The above-described evidence indicates the potential of Ser-based films in the storage and preservation of fruits and vegetables after harvest. Hence, Ser seems destined to play a key role in addressing significant challenges faced by the food sector, such as spoilage and degradation of food.
Antioxidant properties attributed to its aminoacidic sequence and by the presence of phenolic and flavonoid compounds in the adjacent layers can be considered one of the most important aspects of Ser in determining a positive impact on human health, and this feature explains why its application in the food industry as a natural food preserver increased in the recent past. Conversely, although synthetic antioxidants are more affordable and effective than natural solutions, they are also less appreciated by consumers due to the potential health safety hazard. In this context, a material of natural origin, such as Ser, may find extensive applications within the food industry [194].
Another use of Ser in the food industry involves the low-temperature storage of food. In fact, Ser can act as a cryoprotectant. Cryoprotective proteins can control ice formation inside biological tissues, preventing several species of microorganisms, fish, plants, and insects from proliferating and accidentally being re-crystallized in ice, which is often lethal [195]. Nowadays, this ability is applied in the food industry because it ensures the preservation of the structural properties of frozen foods. Besides the food industry, this capability has also been exploited in other fields, such as tissue engineering and cell culture, where Ser can replace fetal bovine serum in culture media to ensure sustainable costs and environmentally friendly processes. The use of animal-based sera causes serious concerns regarding bovine spongiform encephalopathy. For these reasons, Ser can be considered a valuable substitute for sera-derived products to limit the risk of retroviral infection in implantable materials and during the safe treatment of biological elements [196].

5. Conclusions

Ser is a protein extracted from silk that is a versatile and promising biomaterial, with applications spanning biotechnology and electronics. Its inherent properties, such as hydrophilicity and specific amino acid composition, make it a promising material for various applications. The recycling of Ser further enhances its sustainability, offering eco-friendly solutions in materials science. For several years, Ser has been considered just a waste product of industrial silk production and has been converted into effluviant, increasing environmental pollution. Recently, researchers have been re-evaluating silk Ser as a recycled biomaterial to address this issue and fundamentally transform the silk industry and its processing.
The advantages of using recycled Ser in biotechnology are evident in its diverse applications, including drug delivery, tissue engineering, and sensors.
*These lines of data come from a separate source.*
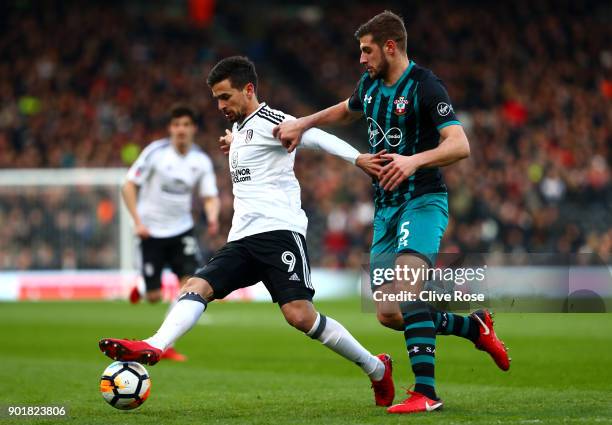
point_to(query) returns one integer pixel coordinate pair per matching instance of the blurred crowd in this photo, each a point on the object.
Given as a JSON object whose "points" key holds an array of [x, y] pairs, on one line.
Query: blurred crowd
{"points": [[532, 82], [59, 228]]}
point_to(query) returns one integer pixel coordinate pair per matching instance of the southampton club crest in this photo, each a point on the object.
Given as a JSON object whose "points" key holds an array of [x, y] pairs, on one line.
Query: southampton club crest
{"points": [[400, 105]]}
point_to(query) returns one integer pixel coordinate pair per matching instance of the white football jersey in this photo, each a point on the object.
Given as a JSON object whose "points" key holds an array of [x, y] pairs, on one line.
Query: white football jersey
{"points": [[266, 191], [167, 182]]}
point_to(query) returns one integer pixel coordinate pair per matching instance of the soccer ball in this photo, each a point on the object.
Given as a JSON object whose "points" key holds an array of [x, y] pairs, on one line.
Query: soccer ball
{"points": [[125, 385]]}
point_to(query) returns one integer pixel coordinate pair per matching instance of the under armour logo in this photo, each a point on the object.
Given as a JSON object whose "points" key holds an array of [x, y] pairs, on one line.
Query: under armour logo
{"points": [[377, 135], [444, 109]]}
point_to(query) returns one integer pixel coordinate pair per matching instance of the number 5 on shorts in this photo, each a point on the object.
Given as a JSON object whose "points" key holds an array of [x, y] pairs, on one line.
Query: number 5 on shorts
{"points": [[404, 232]]}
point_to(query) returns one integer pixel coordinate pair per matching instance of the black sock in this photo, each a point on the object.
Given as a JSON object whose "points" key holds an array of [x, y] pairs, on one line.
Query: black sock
{"points": [[454, 324], [420, 336]]}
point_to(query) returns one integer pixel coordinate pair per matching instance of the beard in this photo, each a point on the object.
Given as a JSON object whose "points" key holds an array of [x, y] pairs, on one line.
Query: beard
{"points": [[382, 70], [235, 117]]}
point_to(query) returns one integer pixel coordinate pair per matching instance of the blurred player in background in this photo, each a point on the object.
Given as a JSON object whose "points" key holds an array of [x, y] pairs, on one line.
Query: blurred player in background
{"points": [[158, 193], [411, 117], [267, 240]]}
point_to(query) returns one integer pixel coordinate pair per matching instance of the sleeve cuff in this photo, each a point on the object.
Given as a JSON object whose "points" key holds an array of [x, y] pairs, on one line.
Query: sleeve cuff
{"points": [[446, 124]]}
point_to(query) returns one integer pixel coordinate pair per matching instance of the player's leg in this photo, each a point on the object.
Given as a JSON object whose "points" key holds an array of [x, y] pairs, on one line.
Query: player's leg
{"points": [[427, 218], [183, 256], [382, 257], [286, 272], [151, 265], [230, 269], [415, 229]]}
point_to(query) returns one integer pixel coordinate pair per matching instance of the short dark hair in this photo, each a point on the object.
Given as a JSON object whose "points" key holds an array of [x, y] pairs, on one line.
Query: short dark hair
{"points": [[239, 69], [385, 26], [182, 110]]}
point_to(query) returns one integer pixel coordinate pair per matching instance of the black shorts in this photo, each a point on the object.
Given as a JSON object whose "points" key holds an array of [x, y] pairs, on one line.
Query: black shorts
{"points": [[180, 252], [279, 259]]}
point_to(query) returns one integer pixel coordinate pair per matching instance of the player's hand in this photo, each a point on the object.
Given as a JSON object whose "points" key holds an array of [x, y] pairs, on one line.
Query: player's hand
{"points": [[289, 133], [141, 231], [213, 228], [226, 141], [371, 164], [398, 169]]}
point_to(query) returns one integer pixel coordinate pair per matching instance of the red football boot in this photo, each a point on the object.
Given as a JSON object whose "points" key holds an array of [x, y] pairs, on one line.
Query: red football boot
{"points": [[135, 295], [384, 390], [416, 402], [172, 354], [489, 342], [127, 350]]}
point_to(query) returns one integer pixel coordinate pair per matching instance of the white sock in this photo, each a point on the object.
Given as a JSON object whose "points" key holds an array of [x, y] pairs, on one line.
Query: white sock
{"points": [[335, 337], [141, 287], [179, 320], [170, 307]]}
The unique properties of proteins, in combination with other polymers, make it possible to obtain materials with specified mechanical and biological characteristics. However, it is crucial to address challenges associated with the recycling process, such as maintaining structural integrity and overcoming phase separation issues.
While the application of Ser has been widely studied in biotechnology, its use in sensor technology is a more recent development, offering exciting new possibilities in just a few works. In the world of electronics, Ser could represent a promising biocompatible material for wearable devices and sensors. Its integration into electronic components can enhance the biocompatibility and sustainability of these technologies. Nowadays, no Ser-based product is on the market in contrast to its counterpart silk Fib, which presents several products from textiles to cosmetics.
The delay in using Ser as a material for commercial products is due to its low immunoaffinity (biocompatibility) with the body and poor mechanical properties resulting from the considerable number of random structures. Several groups have analyzed the biocompatibility issue to demonstrate the immunoaffinity of Ser. Later, the FDA included this material in the list of biocompatible materials. The application of Ser in the sensor development field is in its infancy due to the limitations of Ser-based material mechanical properties. The use of crosslinking and co-polymerization procedures can be adopted to achieve the required properties and the trade-offs between mechanical strength and flexibility. Overall, Ser-based materials remain attractive and promising, combining eco-sustainability with easily tunable biological and mechanical properties. By overcoming the issues, Ser can become an excellent material for manufacturing products and devices, the applications of which will cover a wide range of areas from sensors to innovative medicine.

Author Contributions

Conceptualization, D.V., P.D. and G.T.; writing—original draft preparation, D.V., A.L., I.D., G.D.G. and Z.Z.; writing—review and editing, V.G., Y.Q. and P.D.; supervision, X.H., P.D. and G.T.; funding acquisition, X.H. and G.T. All authors have read and agreed to the published version of the manuscript.

Funding

This work was supported in part by the Italian Ministry of Foreign Affairs and International Cooperation, grant number PGR02112.

Acknowledgments

We thank the reviewer for their helpful and constructive suggestion.

Conflicts of Interest

The authors declare no conflicts of interest.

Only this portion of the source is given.